As I've said before I don't watch television so am not exposed to propaganda, I stopped taking the newspaper when there was too much propaganda, when driving I do listen to the Symphony and Opera channels on Sirius XM Radio, at times I would switch to NPR until it starated promoting the New World Order agenda.  There is a new Rasmussen Poll out showing that 31% of Americans think we are headed into a Civil War within 5 years.



			
				Rasmussen Report said:
			
		

> Most voters fear that political violence is coming from opponents of the president’s policies, just as they did in the second year of Barack Obama’s presidency, and nearly one-in-three think a civil war is next.
> 
> Thirty-one percent (31%) of Likely U.S. Voters say it’s likely that the United States will experience a second civil war sometime in the next five years, with 11% who say it’s Very Likely. A new Rasmussen Reports national telephone and online survey finds that 59% consider a second civil war unlikely, but that includes only 29% who say it’s Not At All Likely. (To see survey question wording, click here.)
> 
> ...



In a recent thread I was arguing with Jim Brown about the ICC, Jim finally said he would fight to the death to stop the United Nations Agenda 21, I stopped listening to NPR about 2011 when several of their hosts started promoting the One World government agenda, like solving the world's overpopulation problem by moving humankind into urban cores and stacking them into high-rise buildings.  NPR is government propaganda, I would rather see a Civil War rather than the United Nations Agenda.   


¹ http://www.rasmussenreports.com/pub.../june_2018/31_think_u_s_civil_war_likely_soon


----------



## ICE (Jul 5, 2018)

I used to have a cable channel that broadcast Al Jazeera News.  I saw happenings from around the World.  It was amazing in that no other news organization touched the topics.  It was eyeopening to see what we wern't seeing here in the USA.  The cable channel is gone.....from me at least.  NPR will give us news from around the World .....Al Jazeera gave me the rest of the story and important news that I would not get otherwise.

There will never be another civil war in the USA.  We have it too good to waste time killing each other.


----------



## conarb (Jul 5, 2018)

ICE said:


> I used to have a cable channel that broadcast Al Jazeera News.  I saw happenings from around the World.  It was amazing in that no other news organization touched the topics.  It was eyeopening to see what we wern't seeing here in the USA.  The cable channel is gone.....from me at least.  NPR will give us news from around the World .....Al Jazeera gave me the rest of the story and important news that I would not get otherwise.



Tiger:

Television has become an entertainment medium, you get opinion about the news and not facts, I've found that you can get the news on the computer without the commericals, the best I use are:

*RT (Russia Today)* for the Russian perspective, they even have a tab for news in the USA and other tabs for other parts of the world.

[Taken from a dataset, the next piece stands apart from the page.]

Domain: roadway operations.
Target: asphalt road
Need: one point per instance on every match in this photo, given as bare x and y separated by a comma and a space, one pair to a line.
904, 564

*Al-Jazzera* for the Arab prespective.

*China Today* for the Chinese perspective. Before they had it on the computer I subscribed to the paper.   

I used to go to the BBC but found the news there as bad as the US, for a while when NPR went bad I listened to  CBC (the Canadian Broadcast Channel) on Sirius XM radio but it soon became a mirror of NPR. 



> There will never be another civil war in the USA.  We have it too good to waste time killing each other.



I certainly hope you are right but so many people are rightly upset that lots are calling for it, both sides of the political spectra have seen that no matter who they vote for things stay the same, I'd rather see a civil war than live under socialism.


----------



## tmurray (Jul 6, 2018)

You can get al jazzera on youtube as well. That's where I watch it along with CBC.


----------



## conarb (Jul 6, 2018)

tmurray said:


> You can get al jazzera on youtube as well. That's where I watch it along with CBC.


T Murray:

Haven't you noticed that CBC has become a clone of NPR over the last few years?  There is still a lot of good stuff on NPR, it's just the way it's slanted, like TED programs that they play then have the presenter there for questions. 

In all of these you have to realize that all so-called news today is propaganda, a good example is RT, they are constantly knocking fracking, you have to take this in the context that Russia's main source of income is oil and gas sales to Europe, the US has the world's biggest gas reserves and is constantly threatening to convert it to LNG and ship it to Europe to undercut Russian prices.  I think the secret is listening to all of these sources and make your own decisions, Americans who are glued to their TVs are the most indoctrinated people in the world, when TV first got started I read the warnings of the great Canadian thinker Marshall McLuhan.¹

¹ https://en.wikipedia.org/wiki/Marshall_McLuhan


----------



## tmurray (Jul 6, 2018)

conarb said:


> T Murray:
> 
> Haven't you noticed that CBC has become a clone of NPR over the last few years?  There is still a lot of good stuff on NPR, it's just the way it's slanted, like TED programs that they play then have the presenter there for questions.
> 
> ...



I mostly watch their panel stuff and the odd thing that I did not catch during the day. 

This post echoes many on this thread; that understanding the "spin" that the news outlet puts on their programing is key to understanding if it is an actual issue or not. We generally make this determination based on the threat to our value structure. Since we all have different value structures, some people may find the fact alarming while others have no interest in it. We all feel that we are logical beings and assume others are as well, so we get frustrated when other do not feel the way we do about an issue. 

All very interesting really.


----------



## Pcinspector1 (Jul 6, 2018)

Hey...how bout the Cubs!


----------